Hubbub were the first main residents in The Hub, between October 2014 and July 2016.

Goals

Hubbub investigated rest and its ‘opposites’ during their time in The Hub.

They also looked at the health implications for modern lives that are increasingly lived in a hubbub of activity.

The group’s core team included a social scientist, a poet, a psychologist and a broadcaster.

Research outputs

Hubbub’s work included a survey called the Rest Test. Launched through BBC Radio 4 and the BBC World Service, it’s credited as being the largest-ever survey about rest. More than 18,000 people from 134 countries took part.

The group also staged ‘Rest and its Discontents’, an exhibition and series of events at the Mile End Pavilion in east London. Exhibits included audio recordings, film and interactive installations.

Publications included ‘The Restless Compendium’, an open-access book of essays on rest, restlessness, silence and noise. Contributors included psychologists, activists and historians.

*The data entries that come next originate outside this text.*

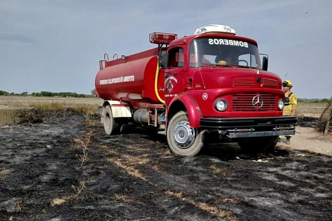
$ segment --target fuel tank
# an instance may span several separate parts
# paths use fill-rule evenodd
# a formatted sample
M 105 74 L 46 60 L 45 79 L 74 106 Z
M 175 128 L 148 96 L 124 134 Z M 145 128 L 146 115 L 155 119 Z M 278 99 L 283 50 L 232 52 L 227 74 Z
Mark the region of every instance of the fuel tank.
M 158 48 L 106 62 L 96 77 L 99 96 L 106 100 L 123 100 L 134 107 L 146 108 L 149 104 L 161 104 L 163 100 L 164 73 L 158 74 L 158 89 L 155 90 L 157 73 Z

'The Hub opens up all sorts of experimental possibilities. Our time there was incredibly intense and it was so rewarding to develop new lines of research and new collaborations.'

Felicity Callard, Director, Hubbub.

The Team

Felicity Callard
Professor Felicity Callard was the Director of Hubbub. Currently Director of Birkbeck Institute for Social Research, her research interests include interdisciplinarity and collaboration and cultural and social theory. She is currently writing a book about daydreaming.

Charles Fernyhough
Charles Fernyhough is a writer and psychologist. He's a professor at Durham University where he leads Hearing the Voice, an interdisciplinary project investigating auditory verbal hallucinations.

Claudia Hammond
Claudia Hammond is a journalist and broadcaster. She studied psychology at Sussex University before joining the BBC. She currently presents All in the Mind on BBC Radio 4 and Health Check on the BBC World Service.

James Wilkes
James Wilkes is a poet and writer. He’s worked with scientists, artists and musicians to research subjects from brain imaging to landscape. James has been poet-in-residence at the Institute of Cognitive Neuroscience in London.